J'observais mon environnement. Le livreur gisait affalé contre le mur de l'entrée, une profonde (et horrible) brûlure marquant son front. Si j'avais été en pleine possession de mes moyens, sans doute que ce spectacle m'aurait soulevé le Coeur, mais tout ce que je ressentais était une profonde torpeur. Comme si mon corps et mon esprit flottaient dans un océan d'ouate.
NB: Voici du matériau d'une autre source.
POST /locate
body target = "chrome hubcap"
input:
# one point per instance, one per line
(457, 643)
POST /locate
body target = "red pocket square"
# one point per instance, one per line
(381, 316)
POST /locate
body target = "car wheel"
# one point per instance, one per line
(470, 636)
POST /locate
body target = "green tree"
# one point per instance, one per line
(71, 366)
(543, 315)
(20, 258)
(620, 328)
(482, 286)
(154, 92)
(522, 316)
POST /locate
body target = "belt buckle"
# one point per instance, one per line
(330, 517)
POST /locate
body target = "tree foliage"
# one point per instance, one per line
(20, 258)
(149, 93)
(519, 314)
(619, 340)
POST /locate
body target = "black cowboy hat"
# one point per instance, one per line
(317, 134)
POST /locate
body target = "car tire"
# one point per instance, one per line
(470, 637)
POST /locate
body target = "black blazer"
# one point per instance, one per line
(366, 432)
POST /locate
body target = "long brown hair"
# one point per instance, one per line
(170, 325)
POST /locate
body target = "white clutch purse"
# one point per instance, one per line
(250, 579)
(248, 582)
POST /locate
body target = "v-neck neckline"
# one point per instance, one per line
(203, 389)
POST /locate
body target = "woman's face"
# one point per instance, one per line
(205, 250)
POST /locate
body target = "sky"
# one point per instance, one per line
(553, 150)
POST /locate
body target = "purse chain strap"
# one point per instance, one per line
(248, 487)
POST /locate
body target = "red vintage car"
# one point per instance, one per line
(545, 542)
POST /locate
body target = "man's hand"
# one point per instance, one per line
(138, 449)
Près de mon canapé, j'observais un moment Mike s'affairant devant un second corps affalés au sol. Des chaussures de cuir et une paire de jambes couverte d'un jean sombre...

Le visage amusé du démon blond que j'avais vu en rêve me revint en mémoire.

"Quel dommage que tu ne puisses pas sauver ce pauvre Kelen. Oh, il est en train de mourir en ce moment pour ta gouverne." avait-il dit.

"Kelen?", demandais-je d'une voix croassante. Je me relevais précipitamment et faillis m'évanouir, prise d'un malaise.

Des bras chauds et doux vinrent immédiatement à mon secours et me soutinrent. Je m'appuyais contre un torse qui sentait bon le propre. L'espace d'un instant, j'envisageais de m'y pelotonner et de m'y endormir. Il me suffirait de fermer les yeux, de me laisser aller et de ne me réveiller que lorsque tout ce foutoir aurait disparu. Le grognement de Kelen me fit oublier cette idée.

"Lâche là, foutue bestiole, ou je te fous une dérouillée", marmonna le démon qui se redressait en se tenant comme il le pouvait au canapé.

En réponse, les bras du Nahual se serrèrent un peu plus autour de moi.

"Ne m'en veux pas, démon, mais vu l'état dans lequel tu te trouves, j'avoue que je ne suis pas inquiet", s'exclama Mike, "Avant de me faire avaler mes dents, il faudrait songer à te sauver!"

Maintenant que Mike ne me cachait plus l'incube, je découvris l'étendue des dégâts. Son teint était aussi pâle que de la cendre, ses lèvres légèrement bleuies tranchaient nettement sur son visage et ses yeux fiévreux étaient marqués de profonds cernes violets. Malgré cela, il avait encore son sourire en coin aux lèvres.

J'oubliais instantanément ma fatigue et ma torpeur.

M'arrachant à l'étreinte de Mike, je me précipitais à quatre pattes vers lui.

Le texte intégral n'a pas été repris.